- First tankōbon volume cover

あらくれお嬢様はもんもんしている
- Genre: Romantic comedy
- Written by: Yuichi Kinoshita
- Published by: Kodansha
- Magazine: Young Magazine the 3rd (November 6, 2018 – January 6, 2021); Yanmaga Web (May 2, 2022 – present);
- Original run: November 6, 2018 – present
- Volumes: 9
- Anime and manga portal

= Arakure Ojōsama wa Monmon Shiteiru =

Japanese manga series

 (あらくれお嬢様はもんもんしている, Arakure Ojōsama wa Monmon Shiteiru) is a Japanese manga series written and illustrated by Yuichi Kinoshita. It was serialized in Kodansha's seinen manga magazine Young Magazine the 3rd from November 2018 to January 2021; the magazine ceased its publication in April 2021 and the manga resumed publication on Yanmaga Web in May 2022. Its chapters have been collected in nine tankōbon volumes as of March 2026.

==Publication==
Written and illustrated by Yuichi Kinoshita, Arakure Ojōsama wa Monmon Shiteiru started in Kodansha's seinen manga magazine Young Magazine the 3rd on November 6, 2018. The series' last chapter in the magazine was published on January 6, 2021, and the manga entered on hiatus.

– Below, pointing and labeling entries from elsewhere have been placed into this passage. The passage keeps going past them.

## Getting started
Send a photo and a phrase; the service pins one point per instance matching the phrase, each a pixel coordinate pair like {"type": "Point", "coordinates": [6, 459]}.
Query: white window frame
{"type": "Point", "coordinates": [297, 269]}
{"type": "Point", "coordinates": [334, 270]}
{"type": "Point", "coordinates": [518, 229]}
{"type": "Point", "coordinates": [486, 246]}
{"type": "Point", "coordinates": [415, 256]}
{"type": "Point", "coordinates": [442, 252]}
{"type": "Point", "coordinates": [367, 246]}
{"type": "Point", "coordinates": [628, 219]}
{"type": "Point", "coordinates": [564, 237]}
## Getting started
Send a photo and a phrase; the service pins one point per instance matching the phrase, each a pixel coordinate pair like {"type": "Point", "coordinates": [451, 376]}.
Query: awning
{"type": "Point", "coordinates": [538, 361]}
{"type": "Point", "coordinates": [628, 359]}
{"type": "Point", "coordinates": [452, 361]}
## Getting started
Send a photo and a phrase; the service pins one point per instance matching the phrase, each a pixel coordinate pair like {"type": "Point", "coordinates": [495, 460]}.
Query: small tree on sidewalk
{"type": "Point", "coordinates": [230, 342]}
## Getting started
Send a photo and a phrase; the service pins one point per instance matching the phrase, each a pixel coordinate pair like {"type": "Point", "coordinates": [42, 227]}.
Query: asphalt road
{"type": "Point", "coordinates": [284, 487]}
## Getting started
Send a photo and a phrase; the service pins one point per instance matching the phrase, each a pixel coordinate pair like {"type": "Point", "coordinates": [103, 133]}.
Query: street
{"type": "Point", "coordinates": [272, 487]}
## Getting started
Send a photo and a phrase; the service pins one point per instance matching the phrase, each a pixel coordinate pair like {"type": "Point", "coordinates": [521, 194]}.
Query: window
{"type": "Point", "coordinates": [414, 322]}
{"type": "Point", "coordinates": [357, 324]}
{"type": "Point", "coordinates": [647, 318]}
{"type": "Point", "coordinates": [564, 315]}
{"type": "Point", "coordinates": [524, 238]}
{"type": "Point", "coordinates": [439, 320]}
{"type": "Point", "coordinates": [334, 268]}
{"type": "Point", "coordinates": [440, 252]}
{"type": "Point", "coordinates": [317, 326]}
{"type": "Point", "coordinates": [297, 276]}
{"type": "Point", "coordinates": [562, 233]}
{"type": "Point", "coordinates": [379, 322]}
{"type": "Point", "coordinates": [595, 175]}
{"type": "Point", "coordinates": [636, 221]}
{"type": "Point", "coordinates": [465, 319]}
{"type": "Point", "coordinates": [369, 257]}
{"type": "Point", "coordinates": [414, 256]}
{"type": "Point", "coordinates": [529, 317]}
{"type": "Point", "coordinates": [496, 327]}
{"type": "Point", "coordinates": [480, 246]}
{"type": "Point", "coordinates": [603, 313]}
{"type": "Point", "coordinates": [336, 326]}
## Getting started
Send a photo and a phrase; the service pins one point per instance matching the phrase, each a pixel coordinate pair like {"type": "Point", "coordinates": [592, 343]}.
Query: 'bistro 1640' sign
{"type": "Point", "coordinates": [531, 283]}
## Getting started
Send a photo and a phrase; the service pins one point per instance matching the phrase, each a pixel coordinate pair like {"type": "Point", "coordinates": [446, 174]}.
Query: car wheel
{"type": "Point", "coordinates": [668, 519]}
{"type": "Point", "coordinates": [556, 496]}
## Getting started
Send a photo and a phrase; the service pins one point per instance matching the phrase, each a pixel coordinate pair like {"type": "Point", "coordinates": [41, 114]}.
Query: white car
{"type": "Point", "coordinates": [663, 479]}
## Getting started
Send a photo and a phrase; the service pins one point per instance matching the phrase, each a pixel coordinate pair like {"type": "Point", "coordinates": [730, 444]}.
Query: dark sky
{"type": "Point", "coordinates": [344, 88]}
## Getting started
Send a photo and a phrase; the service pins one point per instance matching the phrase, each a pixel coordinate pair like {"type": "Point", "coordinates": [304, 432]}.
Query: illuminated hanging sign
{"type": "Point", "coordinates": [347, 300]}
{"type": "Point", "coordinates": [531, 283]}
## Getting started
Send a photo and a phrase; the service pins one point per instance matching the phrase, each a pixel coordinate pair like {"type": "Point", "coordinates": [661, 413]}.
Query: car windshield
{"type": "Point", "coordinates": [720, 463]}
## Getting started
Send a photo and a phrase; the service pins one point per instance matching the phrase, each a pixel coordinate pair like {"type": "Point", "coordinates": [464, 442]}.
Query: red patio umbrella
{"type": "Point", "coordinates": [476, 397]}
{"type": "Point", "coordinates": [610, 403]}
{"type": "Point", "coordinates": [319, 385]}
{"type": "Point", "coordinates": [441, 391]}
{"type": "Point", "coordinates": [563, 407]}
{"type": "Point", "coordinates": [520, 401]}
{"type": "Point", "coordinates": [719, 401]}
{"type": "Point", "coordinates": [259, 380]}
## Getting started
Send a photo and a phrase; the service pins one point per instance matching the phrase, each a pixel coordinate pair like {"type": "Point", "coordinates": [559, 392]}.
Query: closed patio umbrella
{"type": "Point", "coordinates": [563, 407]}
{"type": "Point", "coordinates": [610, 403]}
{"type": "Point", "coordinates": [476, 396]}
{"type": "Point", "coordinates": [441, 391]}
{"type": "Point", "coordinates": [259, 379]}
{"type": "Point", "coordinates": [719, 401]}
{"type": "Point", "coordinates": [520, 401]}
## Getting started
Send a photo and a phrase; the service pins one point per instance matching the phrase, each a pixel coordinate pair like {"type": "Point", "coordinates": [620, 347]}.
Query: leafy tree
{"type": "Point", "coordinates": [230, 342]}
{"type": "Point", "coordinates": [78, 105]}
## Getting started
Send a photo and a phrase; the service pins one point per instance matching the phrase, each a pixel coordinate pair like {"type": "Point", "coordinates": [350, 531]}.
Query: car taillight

Young Magazine the 3rd last issue was released on April 6, 2021. The series resumed publication on Yanmaga Web on May 2, 2022. Kodansha has collected its chapters into individual tankōbon volumes. The first volume was released on July 19, 2019. As of March 18, 2026, nine volumes have been released. The series is set to end with the release of its tenth volume.

===Volumes===

| No. | Japanese release date | Japanese ISBN |
|---|---|---|
| 1 | July 19, 2019 | 978-4-06-516352-8 |
| 2 | April 20, 2020 | 978-4-06-519201-6 |
| 3 | December 18, 2020 | 978-4-06-521715-3 |
| 4 | October 20, 2022 | 978-4-06-529463-5 |
| 5 | July 20, 2023 | 978-4-06-532375-5 |
| 6 | March 18, 2024 | 978-4-06-534936-6 |
| 7 | December 19, 2024 | 978-4-06-537982-0 |
| 8 | July 18, 2025 | 978-4-06-540199-6 |
| 9 | March 18, 2026 | 978-4-06-542918-1 |

==Reception==
In 2020, the manga was one of the 50 nominees for the sixth Next Manga Awards in the print category; in 2023, it was nominated for the ninth edition, albeit in the web category.